Throughout the collection there can be found a weary absurdism, a low mocking tone that fails to disguise a growing sense of despair at the future waiting for us.

I recommend a crash course in Burroughs, or Aylett first, however. Make sure you take your memetic shots.

Today’s review is somewhat shorter, but then it is my wife’s birthday, so you’ll allow me this one won’t you?

As it happens I have chosen the latest book from the master of disturbing imagery – Mr Charles Burns, creator of the seminal Black Hole.  If you have not heard of him and are interested, I envy you not just the chance of discovering this great artist for the first time, but also being able to walk into a bookstore and pick up the collected edition of Black Hole. Fans of the book had to wait a year between issues as Burns balanced his time working on this story of teenagers in the seventies enduring a disfiguring disease known as ‘the bug’, with commercial advertising.

There is also a movie based on Black Hole on the way. Now that is something I am very eager to see.

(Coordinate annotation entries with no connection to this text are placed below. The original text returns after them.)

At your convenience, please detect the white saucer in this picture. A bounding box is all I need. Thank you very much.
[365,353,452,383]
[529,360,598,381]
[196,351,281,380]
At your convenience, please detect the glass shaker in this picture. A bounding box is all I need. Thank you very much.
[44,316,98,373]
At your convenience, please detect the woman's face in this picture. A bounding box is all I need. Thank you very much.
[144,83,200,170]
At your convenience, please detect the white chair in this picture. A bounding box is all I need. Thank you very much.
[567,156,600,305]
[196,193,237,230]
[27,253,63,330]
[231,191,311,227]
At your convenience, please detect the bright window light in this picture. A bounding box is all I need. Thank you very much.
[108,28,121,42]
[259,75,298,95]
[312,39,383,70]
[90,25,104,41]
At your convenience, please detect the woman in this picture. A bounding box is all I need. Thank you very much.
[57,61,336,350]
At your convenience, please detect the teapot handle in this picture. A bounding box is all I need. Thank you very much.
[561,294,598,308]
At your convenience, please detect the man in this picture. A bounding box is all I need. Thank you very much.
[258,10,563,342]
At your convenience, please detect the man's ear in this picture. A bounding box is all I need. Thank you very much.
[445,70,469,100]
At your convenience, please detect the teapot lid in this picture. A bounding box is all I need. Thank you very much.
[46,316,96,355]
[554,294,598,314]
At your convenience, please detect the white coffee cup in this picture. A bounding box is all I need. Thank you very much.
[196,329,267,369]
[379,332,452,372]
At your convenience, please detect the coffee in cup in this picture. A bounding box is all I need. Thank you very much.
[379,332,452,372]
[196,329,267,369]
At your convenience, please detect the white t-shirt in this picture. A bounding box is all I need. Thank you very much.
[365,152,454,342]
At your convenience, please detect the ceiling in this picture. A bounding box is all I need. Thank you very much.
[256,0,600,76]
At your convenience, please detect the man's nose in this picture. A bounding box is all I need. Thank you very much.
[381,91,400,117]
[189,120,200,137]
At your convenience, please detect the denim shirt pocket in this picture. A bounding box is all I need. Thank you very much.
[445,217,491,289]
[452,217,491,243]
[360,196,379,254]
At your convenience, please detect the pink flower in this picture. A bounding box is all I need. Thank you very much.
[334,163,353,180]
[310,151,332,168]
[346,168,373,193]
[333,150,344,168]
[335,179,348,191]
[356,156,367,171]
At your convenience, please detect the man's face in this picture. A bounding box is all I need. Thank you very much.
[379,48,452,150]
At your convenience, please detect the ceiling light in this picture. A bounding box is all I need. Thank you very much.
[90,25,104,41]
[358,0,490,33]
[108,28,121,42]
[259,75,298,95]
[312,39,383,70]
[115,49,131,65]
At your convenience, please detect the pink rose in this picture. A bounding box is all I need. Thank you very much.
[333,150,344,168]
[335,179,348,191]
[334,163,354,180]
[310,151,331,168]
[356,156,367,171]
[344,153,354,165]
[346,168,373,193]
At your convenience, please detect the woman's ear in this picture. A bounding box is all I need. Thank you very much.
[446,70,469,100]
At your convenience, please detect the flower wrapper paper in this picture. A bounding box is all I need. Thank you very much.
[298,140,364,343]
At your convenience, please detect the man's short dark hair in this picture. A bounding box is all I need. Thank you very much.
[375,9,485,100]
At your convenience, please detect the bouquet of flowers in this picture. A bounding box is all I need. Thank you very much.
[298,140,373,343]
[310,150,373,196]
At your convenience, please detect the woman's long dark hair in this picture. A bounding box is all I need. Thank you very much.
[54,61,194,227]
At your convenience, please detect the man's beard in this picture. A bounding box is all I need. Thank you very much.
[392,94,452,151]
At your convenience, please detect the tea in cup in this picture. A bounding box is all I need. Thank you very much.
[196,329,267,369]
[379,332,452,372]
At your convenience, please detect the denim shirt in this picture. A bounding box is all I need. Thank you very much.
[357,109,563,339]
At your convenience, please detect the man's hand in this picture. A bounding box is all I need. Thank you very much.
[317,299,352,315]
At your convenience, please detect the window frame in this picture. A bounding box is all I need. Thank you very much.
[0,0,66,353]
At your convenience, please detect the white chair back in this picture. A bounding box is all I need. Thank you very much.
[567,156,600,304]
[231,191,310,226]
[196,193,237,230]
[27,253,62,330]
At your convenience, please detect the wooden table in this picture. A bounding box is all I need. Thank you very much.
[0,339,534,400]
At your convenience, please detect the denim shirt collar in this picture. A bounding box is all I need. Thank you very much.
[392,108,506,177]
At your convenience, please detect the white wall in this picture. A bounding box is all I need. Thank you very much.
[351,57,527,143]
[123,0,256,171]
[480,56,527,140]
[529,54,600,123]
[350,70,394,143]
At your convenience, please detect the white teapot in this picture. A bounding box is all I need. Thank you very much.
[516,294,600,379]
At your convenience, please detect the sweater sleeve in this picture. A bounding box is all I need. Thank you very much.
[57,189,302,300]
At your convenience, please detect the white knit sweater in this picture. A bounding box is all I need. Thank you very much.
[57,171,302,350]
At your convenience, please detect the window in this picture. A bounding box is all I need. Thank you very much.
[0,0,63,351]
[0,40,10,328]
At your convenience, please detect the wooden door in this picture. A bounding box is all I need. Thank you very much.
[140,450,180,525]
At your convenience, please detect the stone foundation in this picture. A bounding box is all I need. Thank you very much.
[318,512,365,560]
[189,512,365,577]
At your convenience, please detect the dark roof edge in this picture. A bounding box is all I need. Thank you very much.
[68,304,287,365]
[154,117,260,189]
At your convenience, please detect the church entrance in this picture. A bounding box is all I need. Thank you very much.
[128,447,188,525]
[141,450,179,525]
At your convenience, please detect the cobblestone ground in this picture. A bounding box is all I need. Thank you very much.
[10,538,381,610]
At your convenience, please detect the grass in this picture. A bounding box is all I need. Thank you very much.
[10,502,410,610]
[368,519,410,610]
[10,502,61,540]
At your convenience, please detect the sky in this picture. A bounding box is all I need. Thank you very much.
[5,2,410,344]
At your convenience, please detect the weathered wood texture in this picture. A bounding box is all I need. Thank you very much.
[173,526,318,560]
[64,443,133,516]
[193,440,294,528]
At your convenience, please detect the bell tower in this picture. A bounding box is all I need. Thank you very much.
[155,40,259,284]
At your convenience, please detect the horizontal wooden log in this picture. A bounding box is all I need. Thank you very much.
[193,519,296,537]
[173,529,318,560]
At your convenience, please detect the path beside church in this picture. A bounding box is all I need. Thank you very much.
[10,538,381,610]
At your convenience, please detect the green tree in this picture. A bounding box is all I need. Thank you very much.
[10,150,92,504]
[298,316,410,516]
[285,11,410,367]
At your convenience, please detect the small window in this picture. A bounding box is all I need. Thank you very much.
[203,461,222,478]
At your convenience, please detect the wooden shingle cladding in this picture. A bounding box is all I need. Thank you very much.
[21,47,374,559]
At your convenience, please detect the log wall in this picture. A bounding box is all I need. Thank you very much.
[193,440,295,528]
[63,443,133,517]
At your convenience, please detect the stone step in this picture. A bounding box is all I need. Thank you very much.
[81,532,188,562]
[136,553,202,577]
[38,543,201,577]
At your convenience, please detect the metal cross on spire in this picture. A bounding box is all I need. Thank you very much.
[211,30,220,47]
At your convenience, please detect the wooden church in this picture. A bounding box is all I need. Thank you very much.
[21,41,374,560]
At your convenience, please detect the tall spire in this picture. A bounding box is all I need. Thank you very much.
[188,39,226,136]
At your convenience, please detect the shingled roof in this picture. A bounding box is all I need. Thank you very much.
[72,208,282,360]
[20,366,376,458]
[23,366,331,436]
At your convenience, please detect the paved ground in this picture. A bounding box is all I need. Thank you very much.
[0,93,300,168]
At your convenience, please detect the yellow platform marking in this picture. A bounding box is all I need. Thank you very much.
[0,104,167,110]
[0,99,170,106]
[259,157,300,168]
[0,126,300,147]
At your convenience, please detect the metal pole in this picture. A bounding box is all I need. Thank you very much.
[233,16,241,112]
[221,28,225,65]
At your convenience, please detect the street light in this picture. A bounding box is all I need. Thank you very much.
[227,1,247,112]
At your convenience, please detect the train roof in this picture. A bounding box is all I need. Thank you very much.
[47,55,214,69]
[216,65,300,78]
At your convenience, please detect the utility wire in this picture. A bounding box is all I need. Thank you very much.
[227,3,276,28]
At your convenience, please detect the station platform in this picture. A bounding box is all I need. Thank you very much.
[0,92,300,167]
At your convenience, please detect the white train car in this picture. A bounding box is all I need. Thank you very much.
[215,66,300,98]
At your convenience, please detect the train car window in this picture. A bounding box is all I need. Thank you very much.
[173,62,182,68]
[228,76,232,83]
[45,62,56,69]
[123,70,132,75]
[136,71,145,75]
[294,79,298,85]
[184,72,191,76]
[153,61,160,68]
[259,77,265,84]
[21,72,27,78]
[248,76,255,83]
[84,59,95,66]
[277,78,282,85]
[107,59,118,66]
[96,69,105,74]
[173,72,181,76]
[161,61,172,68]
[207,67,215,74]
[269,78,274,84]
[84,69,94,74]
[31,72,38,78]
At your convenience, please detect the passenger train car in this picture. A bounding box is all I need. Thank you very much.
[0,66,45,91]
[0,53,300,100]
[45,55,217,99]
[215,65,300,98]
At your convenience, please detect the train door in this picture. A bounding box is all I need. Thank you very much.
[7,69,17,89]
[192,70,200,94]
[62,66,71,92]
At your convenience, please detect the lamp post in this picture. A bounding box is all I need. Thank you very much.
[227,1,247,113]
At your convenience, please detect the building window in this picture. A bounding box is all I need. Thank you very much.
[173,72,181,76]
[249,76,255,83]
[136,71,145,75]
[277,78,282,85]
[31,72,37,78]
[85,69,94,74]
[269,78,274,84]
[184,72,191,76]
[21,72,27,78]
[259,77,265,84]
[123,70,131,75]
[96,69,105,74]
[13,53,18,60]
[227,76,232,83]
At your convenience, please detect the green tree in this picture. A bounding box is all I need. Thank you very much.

X’ed Out retains some of that previous work’s themes – disaffected teens, drug use – but Burns also mashes up two very diverse sources, namely Tintin creator Hergé and William BurroughsThe Naked Lunch. As you can see below, the cover of X’ed Out is a riff on the Tintin adventure titled The Shooting Star (apparently a favourite of Burns’), here with giant eggs standing in for the alien mushrooms of Hergé’s tale.

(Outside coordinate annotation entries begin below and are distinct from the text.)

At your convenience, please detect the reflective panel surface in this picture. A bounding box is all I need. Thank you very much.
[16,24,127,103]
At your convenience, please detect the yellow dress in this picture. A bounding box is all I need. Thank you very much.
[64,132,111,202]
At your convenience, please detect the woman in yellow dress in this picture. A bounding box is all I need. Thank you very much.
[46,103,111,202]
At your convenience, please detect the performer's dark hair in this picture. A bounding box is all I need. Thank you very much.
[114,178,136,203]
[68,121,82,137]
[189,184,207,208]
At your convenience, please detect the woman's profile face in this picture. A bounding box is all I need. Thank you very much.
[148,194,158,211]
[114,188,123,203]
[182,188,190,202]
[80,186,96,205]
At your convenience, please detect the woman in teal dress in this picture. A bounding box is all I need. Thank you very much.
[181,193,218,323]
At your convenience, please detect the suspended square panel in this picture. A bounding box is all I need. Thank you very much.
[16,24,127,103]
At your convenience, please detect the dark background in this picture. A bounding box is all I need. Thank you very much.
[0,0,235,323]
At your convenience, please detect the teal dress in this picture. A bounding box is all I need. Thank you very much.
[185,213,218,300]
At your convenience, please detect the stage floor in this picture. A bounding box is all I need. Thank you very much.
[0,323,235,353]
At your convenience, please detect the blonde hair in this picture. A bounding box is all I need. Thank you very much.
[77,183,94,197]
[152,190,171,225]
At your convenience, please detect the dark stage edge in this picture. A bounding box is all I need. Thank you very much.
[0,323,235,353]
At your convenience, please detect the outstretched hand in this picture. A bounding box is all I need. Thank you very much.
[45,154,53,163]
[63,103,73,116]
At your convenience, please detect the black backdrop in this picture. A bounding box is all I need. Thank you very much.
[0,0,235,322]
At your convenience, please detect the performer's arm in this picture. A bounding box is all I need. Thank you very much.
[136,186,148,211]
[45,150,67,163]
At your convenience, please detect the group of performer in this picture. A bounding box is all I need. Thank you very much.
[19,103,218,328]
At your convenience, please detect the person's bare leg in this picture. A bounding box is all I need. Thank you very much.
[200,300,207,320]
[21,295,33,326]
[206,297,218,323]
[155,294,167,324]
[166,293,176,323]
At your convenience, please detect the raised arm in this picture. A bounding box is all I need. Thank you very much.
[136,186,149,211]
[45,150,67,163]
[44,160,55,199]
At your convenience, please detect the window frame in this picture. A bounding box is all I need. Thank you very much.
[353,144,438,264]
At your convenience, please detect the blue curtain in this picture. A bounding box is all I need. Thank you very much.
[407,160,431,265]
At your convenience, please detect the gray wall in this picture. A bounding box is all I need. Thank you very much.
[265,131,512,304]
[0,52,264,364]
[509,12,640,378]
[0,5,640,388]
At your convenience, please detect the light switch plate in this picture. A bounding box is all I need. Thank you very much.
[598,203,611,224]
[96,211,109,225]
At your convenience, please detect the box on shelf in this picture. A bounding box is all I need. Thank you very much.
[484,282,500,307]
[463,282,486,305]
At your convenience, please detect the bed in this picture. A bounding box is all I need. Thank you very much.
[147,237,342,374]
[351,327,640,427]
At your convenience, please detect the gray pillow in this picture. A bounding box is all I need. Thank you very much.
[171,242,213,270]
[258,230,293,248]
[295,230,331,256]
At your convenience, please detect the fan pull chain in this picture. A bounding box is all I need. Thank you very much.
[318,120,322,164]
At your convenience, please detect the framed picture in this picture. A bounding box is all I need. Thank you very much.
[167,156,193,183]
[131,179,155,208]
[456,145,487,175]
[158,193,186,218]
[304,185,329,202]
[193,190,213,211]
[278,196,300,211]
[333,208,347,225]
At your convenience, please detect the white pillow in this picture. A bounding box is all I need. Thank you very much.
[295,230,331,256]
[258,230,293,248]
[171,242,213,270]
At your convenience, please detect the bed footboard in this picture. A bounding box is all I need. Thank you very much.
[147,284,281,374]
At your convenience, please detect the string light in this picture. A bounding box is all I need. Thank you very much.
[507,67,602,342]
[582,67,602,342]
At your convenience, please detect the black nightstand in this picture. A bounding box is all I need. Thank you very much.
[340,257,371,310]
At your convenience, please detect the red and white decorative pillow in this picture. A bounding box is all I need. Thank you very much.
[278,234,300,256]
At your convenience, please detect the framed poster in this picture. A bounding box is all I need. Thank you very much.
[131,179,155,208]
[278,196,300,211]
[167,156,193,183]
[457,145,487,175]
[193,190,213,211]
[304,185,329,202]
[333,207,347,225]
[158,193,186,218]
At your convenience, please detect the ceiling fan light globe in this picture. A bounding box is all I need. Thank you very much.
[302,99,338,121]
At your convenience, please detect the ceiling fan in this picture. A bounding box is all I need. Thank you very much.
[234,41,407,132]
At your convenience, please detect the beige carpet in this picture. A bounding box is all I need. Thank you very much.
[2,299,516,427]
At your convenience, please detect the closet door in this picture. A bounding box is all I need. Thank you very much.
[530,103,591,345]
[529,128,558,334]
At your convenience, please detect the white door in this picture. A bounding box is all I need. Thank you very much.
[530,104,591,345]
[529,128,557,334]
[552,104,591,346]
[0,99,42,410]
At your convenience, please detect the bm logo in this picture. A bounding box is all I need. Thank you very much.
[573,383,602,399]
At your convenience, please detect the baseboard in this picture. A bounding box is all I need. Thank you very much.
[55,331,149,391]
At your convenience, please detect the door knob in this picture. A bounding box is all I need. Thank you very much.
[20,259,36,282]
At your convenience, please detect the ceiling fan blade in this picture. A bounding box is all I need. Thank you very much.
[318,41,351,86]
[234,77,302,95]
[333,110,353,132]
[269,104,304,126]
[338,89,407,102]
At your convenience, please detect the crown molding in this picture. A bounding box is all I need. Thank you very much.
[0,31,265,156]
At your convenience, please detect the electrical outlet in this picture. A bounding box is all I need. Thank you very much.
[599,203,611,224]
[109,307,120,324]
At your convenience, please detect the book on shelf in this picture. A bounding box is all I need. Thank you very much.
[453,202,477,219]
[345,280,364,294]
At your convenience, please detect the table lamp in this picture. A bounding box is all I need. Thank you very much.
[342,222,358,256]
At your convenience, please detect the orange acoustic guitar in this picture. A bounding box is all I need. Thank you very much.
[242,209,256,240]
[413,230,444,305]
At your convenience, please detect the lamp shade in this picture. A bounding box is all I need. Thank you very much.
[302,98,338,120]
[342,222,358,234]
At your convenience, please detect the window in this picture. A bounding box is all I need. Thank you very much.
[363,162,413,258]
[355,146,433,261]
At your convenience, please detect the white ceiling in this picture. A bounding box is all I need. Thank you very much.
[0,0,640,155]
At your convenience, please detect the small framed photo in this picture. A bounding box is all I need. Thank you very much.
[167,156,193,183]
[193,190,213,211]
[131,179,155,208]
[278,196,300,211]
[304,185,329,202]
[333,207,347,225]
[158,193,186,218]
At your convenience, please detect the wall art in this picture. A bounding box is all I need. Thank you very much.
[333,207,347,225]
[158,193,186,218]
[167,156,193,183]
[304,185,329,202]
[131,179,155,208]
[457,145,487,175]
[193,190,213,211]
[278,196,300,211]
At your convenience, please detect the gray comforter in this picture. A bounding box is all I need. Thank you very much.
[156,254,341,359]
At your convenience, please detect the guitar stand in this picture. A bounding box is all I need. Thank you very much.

Doug is a young man suffering from a series of disturbing dreams. He finds himself in a bedroom with no memory of how he got there. There is a large hole in the wall of this room. His dead cat appears and leads him out through the hole into a barren wasteland covered in refuse and sewage. Attempting to follow his former pet he finds himself in another building that appears to be storing a collection of giant eggs. There he is confronted by a green reptilian man, who ejects him from the building into a street that resembles downtown Cairo, or Tunis, populated by weird and monstrous looking denizens.

He drifts in and out of the dream, occasionally flashing back to a period in his life when he met a fellow artist named Sarah, who expresses herself through unusual photographs hinting at feelings of self-loathing, or disgust. Doug himself attempts to perform beat-style poetry using the stage name Nitnit, homaging William Burroughs’ cut-up technique and wearing a plastic mask that resembles a punk-Tintin.

These events appear to be happening in the early nineties during the grunge-era with its revival of interest in punk icons like Patti Smith, as well as beat poetry and a return to experimentation in the arts. Doug is also medicating himself with antipsychotics of some kind and is seen eating pop-tarts. The events of his past begin to bleed over into his dream, his own personal Interzone. In this world Doug resembles a black dye-job Tintin, his Nitnit character come to life. He sees Sarah there also, transformed courtesy of the Hergé aesthetic from a troubled young woman with white scar lines along her arms into a beautiful princess.

This is the first in a new series by Burns, with each chapter published in the hardback European style. It is a dark fantasy, with an abiding sense of creeping horror waiting within its pages. I could be trite and say it is perfect Halloween fare, but I am not prepared to wait until October 2011 for the next book. I want it now!